🎯 场景:给一组模型在多个 benchmark 上的分数,做出带 caveats 的 leaderboard——加权排序、分项 ranking、识别"哪个 benchmark 是 differentiator"、每条 entry 标 strength / weakness。比简单平均靠谱。
Quick Use
Use when: You have model results across multiple benchmarks and want a leaderboard with weighted overall ranking, per-benchmark rankings, and analysis of where models are strong / weak. Fill in: {{model_results}} = JSON array of {model_name, benchmarks: {name: score}}; {{weights}} = optional benchmark weights. You'll get: Overall ranking with weighted scores, per-benchmark ranking, model strength/weakness profile, and notes on differentiators.
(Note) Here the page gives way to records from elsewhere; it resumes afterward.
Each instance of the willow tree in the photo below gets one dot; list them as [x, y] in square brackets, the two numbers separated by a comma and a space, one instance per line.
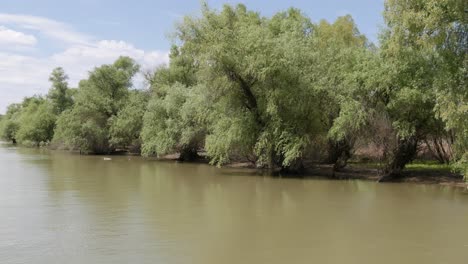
[86, 126]
[426, 42]
[36, 122]
[9, 123]
[126, 126]
[336, 52]
[252, 70]
[172, 122]
[59, 94]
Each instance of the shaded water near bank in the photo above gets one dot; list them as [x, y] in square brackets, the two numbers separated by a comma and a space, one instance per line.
[57, 207]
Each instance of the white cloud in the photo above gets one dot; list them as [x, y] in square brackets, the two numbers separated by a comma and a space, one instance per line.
[9, 37]
[48, 27]
[26, 75]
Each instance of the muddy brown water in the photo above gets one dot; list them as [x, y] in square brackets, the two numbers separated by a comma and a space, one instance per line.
[57, 207]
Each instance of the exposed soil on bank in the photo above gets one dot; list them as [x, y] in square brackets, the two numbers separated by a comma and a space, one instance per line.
[361, 172]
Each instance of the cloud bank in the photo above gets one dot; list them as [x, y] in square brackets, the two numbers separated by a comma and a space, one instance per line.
[22, 74]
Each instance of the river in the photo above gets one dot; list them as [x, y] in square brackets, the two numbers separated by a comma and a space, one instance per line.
[57, 207]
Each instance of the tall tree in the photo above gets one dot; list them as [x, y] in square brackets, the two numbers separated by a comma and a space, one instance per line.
[86, 126]
[251, 69]
[59, 94]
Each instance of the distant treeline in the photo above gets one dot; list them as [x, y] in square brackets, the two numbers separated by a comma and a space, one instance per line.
[274, 91]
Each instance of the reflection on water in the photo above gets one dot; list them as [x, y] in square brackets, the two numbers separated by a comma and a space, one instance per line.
[57, 207]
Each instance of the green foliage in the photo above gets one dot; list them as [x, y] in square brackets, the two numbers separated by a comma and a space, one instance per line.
[126, 126]
[9, 124]
[274, 91]
[170, 123]
[86, 126]
[37, 122]
[430, 38]
[59, 94]
[253, 76]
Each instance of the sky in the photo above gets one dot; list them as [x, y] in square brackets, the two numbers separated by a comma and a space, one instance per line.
[39, 35]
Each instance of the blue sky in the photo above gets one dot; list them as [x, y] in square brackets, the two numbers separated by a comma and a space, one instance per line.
[36, 36]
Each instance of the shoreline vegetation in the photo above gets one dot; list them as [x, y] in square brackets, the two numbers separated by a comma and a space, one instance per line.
[279, 94]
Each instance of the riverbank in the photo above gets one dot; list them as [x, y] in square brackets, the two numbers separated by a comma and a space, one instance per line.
[416, 173]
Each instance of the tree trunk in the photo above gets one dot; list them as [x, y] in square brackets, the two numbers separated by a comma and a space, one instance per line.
[402, 154]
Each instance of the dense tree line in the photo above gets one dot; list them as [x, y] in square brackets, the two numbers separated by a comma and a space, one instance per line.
[276, 91]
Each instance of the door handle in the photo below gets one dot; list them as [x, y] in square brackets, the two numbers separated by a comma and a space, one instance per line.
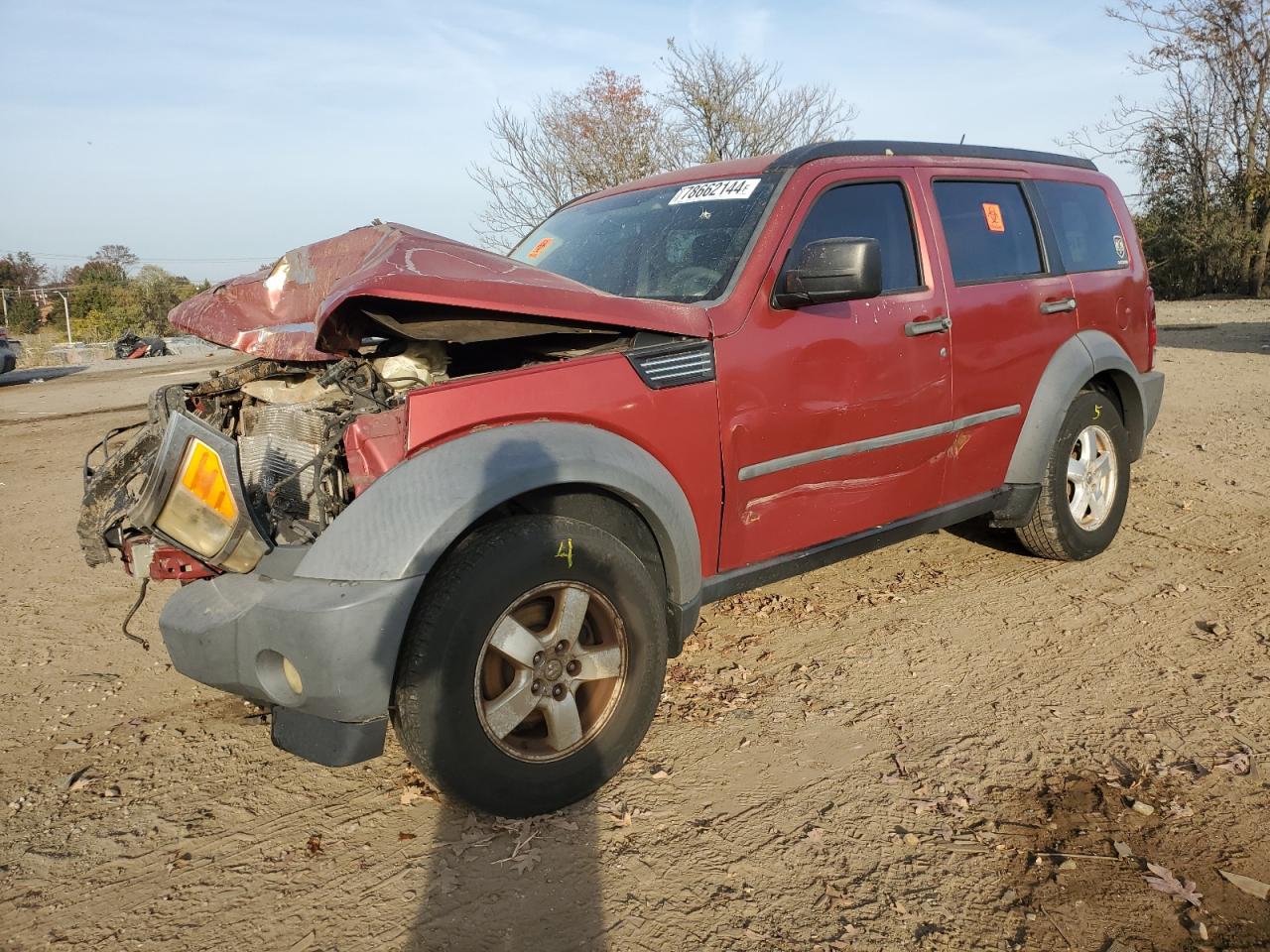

Output is JSON.
Purpose
Aggregate model scores across multiple benchmarks into a usable leaderboard. Beyond simple averaging: weighted aggregation, per- benchmark sub-rankings, identification of differentiators (which benchmark separates good from bad models), and per-model strength/weakness profile. Used to summarize internal eval runs or to prepare external benchmark comparisons honestly.
Prompt
You build a leaderboard from multi-benchmark model results.
Model results:
{{model_results}}
Weights (may be empty for equal weights):
{{weights}}
Steps:
1. Normalize all scores to [0, 1] (if some are 0-100 and others
0-1, pick the canonical scale and convert).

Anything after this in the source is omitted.